In cryptography, a zero-knowledge proof (also known as a ZK proof or ZKP) is a protocol in which one party (the prover) can convince another party (the verifier) that some given statement is true, without conveying to the verifier any information beyond the mere fact of that statement's truth. The intuition behind the nontriviality of zero-knowledge proofs is that it is trivial to prove possession of the relevant information simply by revealing it; the hard part is to prove this possession without revealing this information (or any aspect of it whatsoever).

In light of the fact that one should be able to generate a proof of some statement only when in possession of certain secret information connected to the statement, the verifier, even after having become convinced of the statement's truth by means of a zero-knowledge proof, should nonetheless remain unable to prove the statement to further third parties.

Zero-knowledge proofs can be interactive, meaning that the prover and verifier exchange messages according to some protocol, or noninteractive, meaning that the verifier is convinced by a single prover message and no other communication is needed. In the standard model, interaction is required, except for trivial proofs of BPP problems. In the common random string and random oracle models, non-interactive zero-knowledge proofs exist. The Fiat–Shamir heuristic can be used to transform certain interactive zero-knowledge proofs into noninteractive ones.

One example of a math-free zero knowledge proof is if Peggy wants to prove to Victor that she has drawn a red card from a standard deck of 52 playing cards, without revealing which specific red card she holds. Victor observes Peggy draw a card at random from the shuffled deck, but she keeps the card face-down so he cannot see it.

To prove her card is red without revealing its identity, Peggy takes the remaining 51 cards from the deck and systematically shows Victor all 26 black cards (the 13 spades and 13 clubs) one by one, placing them face-up on the table. Since a standard deck contains exactly 26 red cards and 26 black cards, and Peggy has demonstrated that all the black cards remain in the deck, Victor can conclude with certainty that Peggy's hidden card must be red.

This proof is zero-knowledge because Victor learns only that Peggy's card is red, but gains no information about whether it is a heart or diamond, or which specific red card she holds. The proof would be equally convincing whether Peggy held the Ace of Hearts or the Two of Diamonds. Furthermore, even if the interaction were recorded, the recording would not reveal Peggy's specific card to future observers, maintaining the zero-knowledge property.

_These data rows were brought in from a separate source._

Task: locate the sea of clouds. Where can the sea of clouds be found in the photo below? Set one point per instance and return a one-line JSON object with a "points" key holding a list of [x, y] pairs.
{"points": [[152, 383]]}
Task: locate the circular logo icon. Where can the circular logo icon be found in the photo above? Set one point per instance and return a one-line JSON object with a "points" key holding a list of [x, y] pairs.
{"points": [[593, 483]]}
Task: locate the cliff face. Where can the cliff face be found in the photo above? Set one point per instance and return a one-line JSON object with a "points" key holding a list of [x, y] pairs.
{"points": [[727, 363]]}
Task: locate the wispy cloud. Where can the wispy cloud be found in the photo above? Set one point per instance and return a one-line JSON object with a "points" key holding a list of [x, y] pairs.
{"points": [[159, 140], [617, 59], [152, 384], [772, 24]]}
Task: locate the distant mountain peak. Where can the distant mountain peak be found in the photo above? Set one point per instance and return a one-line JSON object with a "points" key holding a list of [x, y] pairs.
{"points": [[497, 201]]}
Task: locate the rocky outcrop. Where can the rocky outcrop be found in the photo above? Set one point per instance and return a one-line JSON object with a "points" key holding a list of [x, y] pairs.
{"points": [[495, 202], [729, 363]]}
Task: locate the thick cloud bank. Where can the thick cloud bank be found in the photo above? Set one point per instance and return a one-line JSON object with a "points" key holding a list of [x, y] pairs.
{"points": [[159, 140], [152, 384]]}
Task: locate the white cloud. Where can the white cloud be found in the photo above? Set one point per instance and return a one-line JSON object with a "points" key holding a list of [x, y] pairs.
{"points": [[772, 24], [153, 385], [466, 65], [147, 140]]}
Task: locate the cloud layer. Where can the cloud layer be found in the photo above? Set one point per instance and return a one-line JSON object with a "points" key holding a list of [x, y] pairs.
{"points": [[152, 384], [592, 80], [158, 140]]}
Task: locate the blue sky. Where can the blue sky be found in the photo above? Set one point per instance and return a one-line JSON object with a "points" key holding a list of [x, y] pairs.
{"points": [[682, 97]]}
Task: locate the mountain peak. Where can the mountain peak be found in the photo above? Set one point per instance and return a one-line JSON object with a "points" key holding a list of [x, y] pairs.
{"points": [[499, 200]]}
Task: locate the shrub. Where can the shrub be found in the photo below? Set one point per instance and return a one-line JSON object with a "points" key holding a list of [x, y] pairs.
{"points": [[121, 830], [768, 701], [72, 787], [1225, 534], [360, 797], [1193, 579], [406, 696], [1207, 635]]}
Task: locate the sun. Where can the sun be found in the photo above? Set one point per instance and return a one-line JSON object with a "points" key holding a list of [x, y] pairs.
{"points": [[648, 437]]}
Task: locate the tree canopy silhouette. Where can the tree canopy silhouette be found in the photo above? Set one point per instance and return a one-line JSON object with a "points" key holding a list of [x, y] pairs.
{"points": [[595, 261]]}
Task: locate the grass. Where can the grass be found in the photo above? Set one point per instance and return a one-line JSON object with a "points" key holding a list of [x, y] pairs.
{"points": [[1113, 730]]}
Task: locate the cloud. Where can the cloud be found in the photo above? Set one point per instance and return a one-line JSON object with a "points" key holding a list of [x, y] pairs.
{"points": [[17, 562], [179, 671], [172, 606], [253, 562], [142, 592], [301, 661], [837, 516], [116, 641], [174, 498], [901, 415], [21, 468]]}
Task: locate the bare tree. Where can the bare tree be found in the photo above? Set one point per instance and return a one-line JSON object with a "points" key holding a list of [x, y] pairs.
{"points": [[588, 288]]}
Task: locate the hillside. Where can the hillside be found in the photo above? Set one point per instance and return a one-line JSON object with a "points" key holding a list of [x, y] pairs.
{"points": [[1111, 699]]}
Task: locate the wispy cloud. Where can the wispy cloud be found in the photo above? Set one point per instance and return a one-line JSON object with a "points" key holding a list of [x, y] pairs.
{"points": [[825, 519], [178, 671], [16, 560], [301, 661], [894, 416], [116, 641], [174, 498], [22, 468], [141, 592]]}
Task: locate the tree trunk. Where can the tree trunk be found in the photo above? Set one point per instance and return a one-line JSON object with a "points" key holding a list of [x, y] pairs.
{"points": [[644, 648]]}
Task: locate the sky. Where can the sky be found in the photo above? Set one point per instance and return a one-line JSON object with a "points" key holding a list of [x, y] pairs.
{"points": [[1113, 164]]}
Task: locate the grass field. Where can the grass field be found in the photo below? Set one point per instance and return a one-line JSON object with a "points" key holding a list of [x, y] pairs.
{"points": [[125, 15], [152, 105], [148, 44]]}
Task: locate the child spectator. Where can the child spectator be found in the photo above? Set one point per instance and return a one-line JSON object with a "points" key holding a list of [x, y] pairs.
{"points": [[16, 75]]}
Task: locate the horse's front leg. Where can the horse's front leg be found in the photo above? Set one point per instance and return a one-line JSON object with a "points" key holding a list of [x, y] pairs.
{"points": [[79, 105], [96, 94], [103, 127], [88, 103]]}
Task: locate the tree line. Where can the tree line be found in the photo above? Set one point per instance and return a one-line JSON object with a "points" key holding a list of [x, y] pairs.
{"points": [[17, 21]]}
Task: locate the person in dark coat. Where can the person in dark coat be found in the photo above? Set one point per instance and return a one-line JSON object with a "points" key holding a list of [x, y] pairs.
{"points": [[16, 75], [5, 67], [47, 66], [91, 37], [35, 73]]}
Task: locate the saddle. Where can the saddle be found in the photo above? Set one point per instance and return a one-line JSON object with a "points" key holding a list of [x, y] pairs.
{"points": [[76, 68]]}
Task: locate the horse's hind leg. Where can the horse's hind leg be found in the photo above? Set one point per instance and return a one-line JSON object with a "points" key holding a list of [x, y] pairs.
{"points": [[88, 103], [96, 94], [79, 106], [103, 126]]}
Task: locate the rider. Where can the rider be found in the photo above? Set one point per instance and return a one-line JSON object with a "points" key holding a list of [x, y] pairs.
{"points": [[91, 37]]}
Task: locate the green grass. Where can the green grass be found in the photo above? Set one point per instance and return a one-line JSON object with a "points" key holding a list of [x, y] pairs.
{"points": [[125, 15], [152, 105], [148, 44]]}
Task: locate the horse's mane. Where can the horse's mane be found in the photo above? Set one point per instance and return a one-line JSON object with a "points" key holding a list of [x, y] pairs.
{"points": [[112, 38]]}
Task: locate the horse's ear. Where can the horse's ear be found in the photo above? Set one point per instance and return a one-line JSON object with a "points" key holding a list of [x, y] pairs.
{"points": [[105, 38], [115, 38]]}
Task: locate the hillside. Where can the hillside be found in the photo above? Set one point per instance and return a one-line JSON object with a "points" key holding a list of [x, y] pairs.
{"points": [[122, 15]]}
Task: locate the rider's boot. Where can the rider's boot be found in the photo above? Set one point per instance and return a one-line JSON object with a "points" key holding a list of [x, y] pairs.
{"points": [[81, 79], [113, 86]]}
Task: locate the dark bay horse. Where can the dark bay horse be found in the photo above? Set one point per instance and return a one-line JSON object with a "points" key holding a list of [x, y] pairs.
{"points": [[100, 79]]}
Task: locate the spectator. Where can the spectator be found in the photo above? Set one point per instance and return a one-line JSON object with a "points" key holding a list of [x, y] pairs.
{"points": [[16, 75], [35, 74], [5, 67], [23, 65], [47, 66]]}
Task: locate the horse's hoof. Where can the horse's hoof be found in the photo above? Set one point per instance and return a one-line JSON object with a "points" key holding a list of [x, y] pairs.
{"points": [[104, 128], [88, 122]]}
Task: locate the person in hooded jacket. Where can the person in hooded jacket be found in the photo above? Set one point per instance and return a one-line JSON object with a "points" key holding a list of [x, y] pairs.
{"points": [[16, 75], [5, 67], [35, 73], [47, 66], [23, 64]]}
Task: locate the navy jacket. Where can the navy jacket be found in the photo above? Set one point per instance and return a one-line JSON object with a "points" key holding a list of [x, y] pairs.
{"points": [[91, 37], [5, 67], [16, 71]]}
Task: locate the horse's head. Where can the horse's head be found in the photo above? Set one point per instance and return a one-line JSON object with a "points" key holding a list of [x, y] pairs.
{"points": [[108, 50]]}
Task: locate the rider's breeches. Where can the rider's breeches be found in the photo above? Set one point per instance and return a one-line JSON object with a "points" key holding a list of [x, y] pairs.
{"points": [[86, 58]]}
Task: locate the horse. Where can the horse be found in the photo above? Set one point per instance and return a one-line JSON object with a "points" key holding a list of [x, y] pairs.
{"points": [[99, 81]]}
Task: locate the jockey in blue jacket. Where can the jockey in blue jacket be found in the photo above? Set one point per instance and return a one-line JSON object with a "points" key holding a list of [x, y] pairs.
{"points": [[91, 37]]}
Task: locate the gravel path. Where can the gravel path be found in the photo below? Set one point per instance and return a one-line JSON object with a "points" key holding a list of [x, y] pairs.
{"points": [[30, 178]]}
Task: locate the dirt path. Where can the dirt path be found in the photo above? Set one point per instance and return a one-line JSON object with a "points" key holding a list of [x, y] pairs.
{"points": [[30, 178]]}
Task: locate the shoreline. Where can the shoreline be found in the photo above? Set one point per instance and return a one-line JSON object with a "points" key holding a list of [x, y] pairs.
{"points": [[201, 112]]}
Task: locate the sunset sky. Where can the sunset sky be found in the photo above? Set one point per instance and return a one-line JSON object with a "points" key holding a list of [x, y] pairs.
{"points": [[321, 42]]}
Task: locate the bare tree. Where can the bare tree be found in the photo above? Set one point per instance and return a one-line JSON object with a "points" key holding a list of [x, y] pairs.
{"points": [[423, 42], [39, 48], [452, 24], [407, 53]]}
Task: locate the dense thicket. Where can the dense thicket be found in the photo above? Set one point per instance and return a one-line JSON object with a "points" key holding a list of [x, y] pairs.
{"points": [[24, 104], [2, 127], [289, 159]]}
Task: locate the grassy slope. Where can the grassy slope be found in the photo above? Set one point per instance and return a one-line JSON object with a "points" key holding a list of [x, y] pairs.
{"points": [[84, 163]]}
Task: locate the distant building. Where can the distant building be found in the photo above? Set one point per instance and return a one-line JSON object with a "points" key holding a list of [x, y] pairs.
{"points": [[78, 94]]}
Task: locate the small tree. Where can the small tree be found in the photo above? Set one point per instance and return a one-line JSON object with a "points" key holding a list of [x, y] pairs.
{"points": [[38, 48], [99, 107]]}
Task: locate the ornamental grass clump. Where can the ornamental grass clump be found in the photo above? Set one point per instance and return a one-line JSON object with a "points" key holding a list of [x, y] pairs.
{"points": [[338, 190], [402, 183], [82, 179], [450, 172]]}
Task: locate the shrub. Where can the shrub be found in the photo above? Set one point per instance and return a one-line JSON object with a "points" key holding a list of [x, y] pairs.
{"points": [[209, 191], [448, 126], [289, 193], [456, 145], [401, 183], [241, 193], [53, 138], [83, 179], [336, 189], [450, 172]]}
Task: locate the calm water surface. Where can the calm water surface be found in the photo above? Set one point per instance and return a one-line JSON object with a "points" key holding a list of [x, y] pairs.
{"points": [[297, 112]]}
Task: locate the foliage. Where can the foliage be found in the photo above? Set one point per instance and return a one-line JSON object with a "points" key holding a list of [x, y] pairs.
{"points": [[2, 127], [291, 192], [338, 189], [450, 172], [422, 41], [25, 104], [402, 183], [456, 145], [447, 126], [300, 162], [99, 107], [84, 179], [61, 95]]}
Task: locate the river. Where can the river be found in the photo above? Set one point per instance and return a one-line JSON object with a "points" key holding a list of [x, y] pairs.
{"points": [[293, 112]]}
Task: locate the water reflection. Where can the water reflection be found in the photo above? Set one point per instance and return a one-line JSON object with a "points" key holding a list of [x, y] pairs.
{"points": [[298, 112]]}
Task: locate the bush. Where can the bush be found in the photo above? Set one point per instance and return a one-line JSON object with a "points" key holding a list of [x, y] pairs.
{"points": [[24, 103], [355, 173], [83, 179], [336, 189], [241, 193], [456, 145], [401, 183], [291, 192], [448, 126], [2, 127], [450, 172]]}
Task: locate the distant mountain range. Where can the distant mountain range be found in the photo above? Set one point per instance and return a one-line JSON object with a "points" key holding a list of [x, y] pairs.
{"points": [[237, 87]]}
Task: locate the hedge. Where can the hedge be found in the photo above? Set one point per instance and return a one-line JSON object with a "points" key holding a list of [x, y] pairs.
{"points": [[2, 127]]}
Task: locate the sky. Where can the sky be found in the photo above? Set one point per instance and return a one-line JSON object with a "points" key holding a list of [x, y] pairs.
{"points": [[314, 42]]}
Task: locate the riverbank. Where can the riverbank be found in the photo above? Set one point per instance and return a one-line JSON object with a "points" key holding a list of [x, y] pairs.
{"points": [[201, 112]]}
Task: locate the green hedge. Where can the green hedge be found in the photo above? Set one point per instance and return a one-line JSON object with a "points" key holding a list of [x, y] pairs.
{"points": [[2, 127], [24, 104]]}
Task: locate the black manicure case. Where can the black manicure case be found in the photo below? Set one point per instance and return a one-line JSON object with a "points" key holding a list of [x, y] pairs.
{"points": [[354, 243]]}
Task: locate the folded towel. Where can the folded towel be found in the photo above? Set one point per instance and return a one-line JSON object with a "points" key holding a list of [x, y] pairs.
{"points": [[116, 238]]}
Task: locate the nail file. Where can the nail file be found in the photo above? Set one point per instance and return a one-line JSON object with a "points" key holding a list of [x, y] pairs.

If Peggy was lying and actually held a black card, she would be unable to produce all 26 black cards from the remaining deck, making deception impossible. This demonstrates the soundness of the proof system. This type of physical zero-knowledge proof using standard playing cards belongs to a broader class of card-based cryptographic protocols that allow participants to perform secure computations using everyday objects.

Another well-known example of a zero-knowledge proof is the "Where's Wally" example. In this example, the prover wants to prove to the verifier that they know where Wally is on a page in a Where's Wally? book, without revealing his location to the verifier.